Job losses could be announced by Fonterra this week, says investment advisor Jeremy Sullivan, of Hamilton Hindin Greene.
Former board member and Northland farmer Greg Gent believes denying farmers the ability to choose between candidates, and delay in reviewing the Shareholders Council, prompted some farmers to vote against the proposal.
Gent says some farmers who voted for the governance and representation proposal were also "not overwhelmingly in favour".
"Shareholders who spoke to us said they voted for it because the board is at least doing something; it's a step in the right direction," Gent told Rural News.
At a special meeting earlier this month, Fonterra's board received 63.7% support for the proposal, short of the 75% required under the co-op's constitution.
The proposal was to reduce the board to 11 – seven farmer-elected and four independent directors -- and to devise a new appointment process for all directors.
The new process would mandate candidate assessment by an independent committee and a recommendation to farmers by the board and Shareholders Council on the most suitable candidate -- meaning farmers wouldn't get to consider candidates who didn't make the grade.
Fonterra chairman John Wilson described it as "significantly different" from the way farmers elect directors now.
"During so much of our farming careers we had a choice from effectively any and all farmers when choosing directors," Wilson said.
"While any and all farmers can enter this new process, the recommendation will be coming from the board and so that change is the piece farmers are giving most consideration to."
However, the rejection of the plan means the Fonterra board and Shareholders Council will relook at the proposal and will present another option to farmers by the end of this year.
Gent says most farmers support the "upfront process" in director election and assessment by an independent committee, but they do not support the board being able to block anyone from standing. "Anyone can stand; that's democracy in my view."

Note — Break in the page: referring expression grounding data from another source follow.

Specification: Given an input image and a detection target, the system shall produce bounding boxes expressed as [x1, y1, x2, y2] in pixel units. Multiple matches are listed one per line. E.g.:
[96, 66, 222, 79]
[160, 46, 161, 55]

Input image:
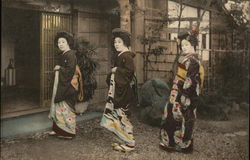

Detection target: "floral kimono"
[48, 50, 78, 138]
[101, 51, 136, 149]
[160, 53, 204, 152]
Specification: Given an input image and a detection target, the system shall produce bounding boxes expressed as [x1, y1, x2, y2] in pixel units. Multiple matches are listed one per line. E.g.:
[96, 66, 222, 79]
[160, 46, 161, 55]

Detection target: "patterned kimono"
[160, 53, 204, 151]
[48, 50, 78, 138]
[101, 51, 135, 146]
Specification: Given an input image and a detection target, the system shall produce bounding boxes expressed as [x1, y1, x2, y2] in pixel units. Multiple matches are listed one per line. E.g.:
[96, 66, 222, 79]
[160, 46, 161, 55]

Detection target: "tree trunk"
[117, 0, 131, 32]
[196, 0, 213, 31]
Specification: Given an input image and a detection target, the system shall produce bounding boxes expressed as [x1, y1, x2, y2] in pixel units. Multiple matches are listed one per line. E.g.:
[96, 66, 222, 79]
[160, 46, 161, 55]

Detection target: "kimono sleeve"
[115, 54, 135, 85]
[181, 58, 200, 98]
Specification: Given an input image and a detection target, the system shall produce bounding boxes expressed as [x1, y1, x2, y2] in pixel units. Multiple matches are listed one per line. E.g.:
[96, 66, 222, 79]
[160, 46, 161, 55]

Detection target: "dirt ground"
[0, 109, 249, 160]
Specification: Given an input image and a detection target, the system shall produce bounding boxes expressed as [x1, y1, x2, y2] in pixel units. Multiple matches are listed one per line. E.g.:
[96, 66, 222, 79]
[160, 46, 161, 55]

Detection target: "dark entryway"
[1, 8, 40, 115]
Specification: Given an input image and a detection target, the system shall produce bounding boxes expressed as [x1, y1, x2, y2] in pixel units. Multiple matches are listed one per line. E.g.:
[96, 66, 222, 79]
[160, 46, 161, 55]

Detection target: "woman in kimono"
[48, 31, 81, 139]
[159, 31, 204, 153]
[100, 28, 136, 152]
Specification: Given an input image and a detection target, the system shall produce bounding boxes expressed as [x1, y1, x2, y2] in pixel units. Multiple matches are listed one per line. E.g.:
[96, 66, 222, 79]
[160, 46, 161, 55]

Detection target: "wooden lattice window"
[40, 12, 72, 107]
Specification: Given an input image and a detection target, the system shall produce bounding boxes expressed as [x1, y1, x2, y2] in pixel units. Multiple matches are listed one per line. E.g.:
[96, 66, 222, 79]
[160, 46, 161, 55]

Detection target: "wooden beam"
[144, 17, 200, 22]
[3, 0, 71, 13]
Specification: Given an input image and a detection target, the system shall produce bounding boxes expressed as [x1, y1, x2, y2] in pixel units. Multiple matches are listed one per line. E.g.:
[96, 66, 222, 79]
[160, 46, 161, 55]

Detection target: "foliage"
[222, 0, 250, 31]
[74, 37, 99, 102]
[138, 21, 167, 52]
[215, 52, 249, 102]
[137, 12, 168, 81]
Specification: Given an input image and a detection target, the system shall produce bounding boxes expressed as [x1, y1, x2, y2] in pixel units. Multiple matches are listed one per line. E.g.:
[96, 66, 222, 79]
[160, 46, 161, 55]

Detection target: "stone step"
[1, 111, 102, 139]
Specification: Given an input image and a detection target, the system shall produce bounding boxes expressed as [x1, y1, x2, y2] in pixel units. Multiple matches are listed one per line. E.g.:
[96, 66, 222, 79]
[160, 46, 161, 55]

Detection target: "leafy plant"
[137, 20, 168, 81]
[74, 37, 99, 102]
[216, 52, 249, 102]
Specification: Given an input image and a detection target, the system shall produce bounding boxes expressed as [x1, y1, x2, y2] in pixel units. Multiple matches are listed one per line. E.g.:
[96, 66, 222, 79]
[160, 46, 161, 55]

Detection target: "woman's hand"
[54, 65, 61, 71]
[111, 67, 117, 73]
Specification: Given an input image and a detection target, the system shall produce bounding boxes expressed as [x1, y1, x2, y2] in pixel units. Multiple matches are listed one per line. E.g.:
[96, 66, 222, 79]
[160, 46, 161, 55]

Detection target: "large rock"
[240, 102, 249, 111]
[138, 78, 170, 126]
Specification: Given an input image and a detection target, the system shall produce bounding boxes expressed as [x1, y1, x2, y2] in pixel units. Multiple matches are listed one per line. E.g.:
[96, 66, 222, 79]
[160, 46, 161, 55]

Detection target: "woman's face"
[181, 40, 194, 54]
[114, 37, 127, 52]
[58, 37, 70, 52]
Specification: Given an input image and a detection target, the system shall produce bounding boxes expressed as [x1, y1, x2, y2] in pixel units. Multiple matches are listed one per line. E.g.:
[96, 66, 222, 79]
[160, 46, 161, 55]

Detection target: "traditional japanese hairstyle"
[112, 28, 131, 47]
[178, 29, 199, 51]
[54, 31, 74, 49]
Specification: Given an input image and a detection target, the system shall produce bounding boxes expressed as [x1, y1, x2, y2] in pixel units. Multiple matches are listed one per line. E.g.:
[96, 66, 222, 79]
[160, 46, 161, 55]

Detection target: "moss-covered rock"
[138, 78, 170, 126]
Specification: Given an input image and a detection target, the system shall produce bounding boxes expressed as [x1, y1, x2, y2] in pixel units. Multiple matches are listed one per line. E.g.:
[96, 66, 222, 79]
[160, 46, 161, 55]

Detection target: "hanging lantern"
[5, 58, 16, 87]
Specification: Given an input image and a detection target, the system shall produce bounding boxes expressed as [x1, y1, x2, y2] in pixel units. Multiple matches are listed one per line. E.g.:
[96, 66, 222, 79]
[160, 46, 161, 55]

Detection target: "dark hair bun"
[54, 31, 74, 49]
[112, 28, 131, 47]
[178, 30, 198, 47]
[178, 32, 190, 41]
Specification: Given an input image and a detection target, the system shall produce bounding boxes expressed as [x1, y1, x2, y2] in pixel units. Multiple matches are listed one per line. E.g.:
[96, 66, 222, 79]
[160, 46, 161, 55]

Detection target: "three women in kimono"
[100, 28, 136, 152]
[159, 30, 204, 153]
[48, 31, 82, 139]
[48, 28, 203, 154]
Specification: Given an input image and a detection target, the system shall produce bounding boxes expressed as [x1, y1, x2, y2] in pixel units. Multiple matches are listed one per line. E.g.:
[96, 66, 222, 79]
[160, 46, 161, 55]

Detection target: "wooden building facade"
[1, 0, 119, 117]
[2, 0, 247, 118]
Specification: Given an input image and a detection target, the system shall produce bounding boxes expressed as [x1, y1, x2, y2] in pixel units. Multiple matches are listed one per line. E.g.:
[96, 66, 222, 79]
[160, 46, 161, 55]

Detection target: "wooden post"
[133, 0, 145, 84]
[116, 0, 131, 32]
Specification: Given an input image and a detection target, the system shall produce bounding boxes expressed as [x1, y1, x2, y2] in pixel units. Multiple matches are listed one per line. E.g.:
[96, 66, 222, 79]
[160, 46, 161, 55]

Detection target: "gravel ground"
[0, 109, 248, 160]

Gent says since the Shareholders Council is also a key part of the director election process its review must be completed earlier. "The Shareholders Council must be up to the job; right now they are not."

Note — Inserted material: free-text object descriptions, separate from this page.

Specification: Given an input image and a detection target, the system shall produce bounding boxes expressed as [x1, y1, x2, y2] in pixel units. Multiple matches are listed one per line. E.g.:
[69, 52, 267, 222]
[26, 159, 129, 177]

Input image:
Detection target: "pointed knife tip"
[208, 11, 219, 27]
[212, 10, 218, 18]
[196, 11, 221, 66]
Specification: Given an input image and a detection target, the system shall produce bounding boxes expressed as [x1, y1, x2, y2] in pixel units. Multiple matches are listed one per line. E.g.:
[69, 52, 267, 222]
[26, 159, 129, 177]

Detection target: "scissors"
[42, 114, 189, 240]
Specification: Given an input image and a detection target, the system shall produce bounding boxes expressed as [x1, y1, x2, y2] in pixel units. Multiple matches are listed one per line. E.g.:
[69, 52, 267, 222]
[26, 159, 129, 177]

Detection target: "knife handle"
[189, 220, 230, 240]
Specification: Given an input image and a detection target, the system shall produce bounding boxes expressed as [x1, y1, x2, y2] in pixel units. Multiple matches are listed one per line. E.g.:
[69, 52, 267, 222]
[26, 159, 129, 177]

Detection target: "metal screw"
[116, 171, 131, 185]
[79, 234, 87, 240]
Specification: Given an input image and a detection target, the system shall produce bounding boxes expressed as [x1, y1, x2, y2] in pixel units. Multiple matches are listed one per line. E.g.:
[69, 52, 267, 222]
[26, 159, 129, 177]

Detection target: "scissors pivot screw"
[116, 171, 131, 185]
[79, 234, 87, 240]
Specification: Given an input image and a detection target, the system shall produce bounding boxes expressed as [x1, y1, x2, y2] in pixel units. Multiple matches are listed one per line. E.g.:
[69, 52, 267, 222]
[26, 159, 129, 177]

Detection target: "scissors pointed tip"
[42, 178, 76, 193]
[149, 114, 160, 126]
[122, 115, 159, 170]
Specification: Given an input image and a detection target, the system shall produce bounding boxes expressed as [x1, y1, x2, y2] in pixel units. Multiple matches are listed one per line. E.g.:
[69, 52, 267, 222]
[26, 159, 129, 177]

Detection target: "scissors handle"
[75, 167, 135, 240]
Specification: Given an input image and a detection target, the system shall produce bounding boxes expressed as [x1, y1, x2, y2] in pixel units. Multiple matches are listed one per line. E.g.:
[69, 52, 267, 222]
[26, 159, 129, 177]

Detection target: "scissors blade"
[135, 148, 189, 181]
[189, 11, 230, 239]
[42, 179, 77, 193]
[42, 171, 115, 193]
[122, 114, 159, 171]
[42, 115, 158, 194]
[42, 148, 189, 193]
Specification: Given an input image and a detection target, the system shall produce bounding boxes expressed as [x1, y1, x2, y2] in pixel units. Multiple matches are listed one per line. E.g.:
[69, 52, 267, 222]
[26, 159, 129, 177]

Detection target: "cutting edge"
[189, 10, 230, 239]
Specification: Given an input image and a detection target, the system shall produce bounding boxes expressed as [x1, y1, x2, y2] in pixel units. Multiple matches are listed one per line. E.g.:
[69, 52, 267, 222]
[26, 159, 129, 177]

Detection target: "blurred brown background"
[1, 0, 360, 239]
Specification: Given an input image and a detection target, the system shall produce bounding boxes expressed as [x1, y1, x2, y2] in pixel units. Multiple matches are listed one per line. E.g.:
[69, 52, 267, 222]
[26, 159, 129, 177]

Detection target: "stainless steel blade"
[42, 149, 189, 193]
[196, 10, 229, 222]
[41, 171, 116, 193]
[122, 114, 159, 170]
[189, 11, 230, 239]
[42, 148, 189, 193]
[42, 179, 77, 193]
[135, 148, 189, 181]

Council chairman Duncan Coull says its objective during the review was to ensure that a robust final proposal was presented to shareholders.
"We are confident this was delivered; as the owners of Fonterra the farmers' then had the right to determine the proposal's suitability; the mandate for change must come from them.
Coull says the council's review of its role and functions will begin soon.
Back to the drawing board
Fonterra chairman John Wilson is assuring farmer shareholders that the board and Shareholders Council will have another good look at governance changes.
Wilson says getting just under two thirds of support from shareholders on the first vote was pleasing.
"Of course, we would have loved to get 75%, but two thirds of support on reasonable participation is pleasing."
Wilson says farmers have made it clear the system must change.
"Under the current system, with all the electioneering we not attracting the best people; we have to look into that.
"We will go back and look at how we maintain the same outcome but at the same time consider what we are hearing from farmers."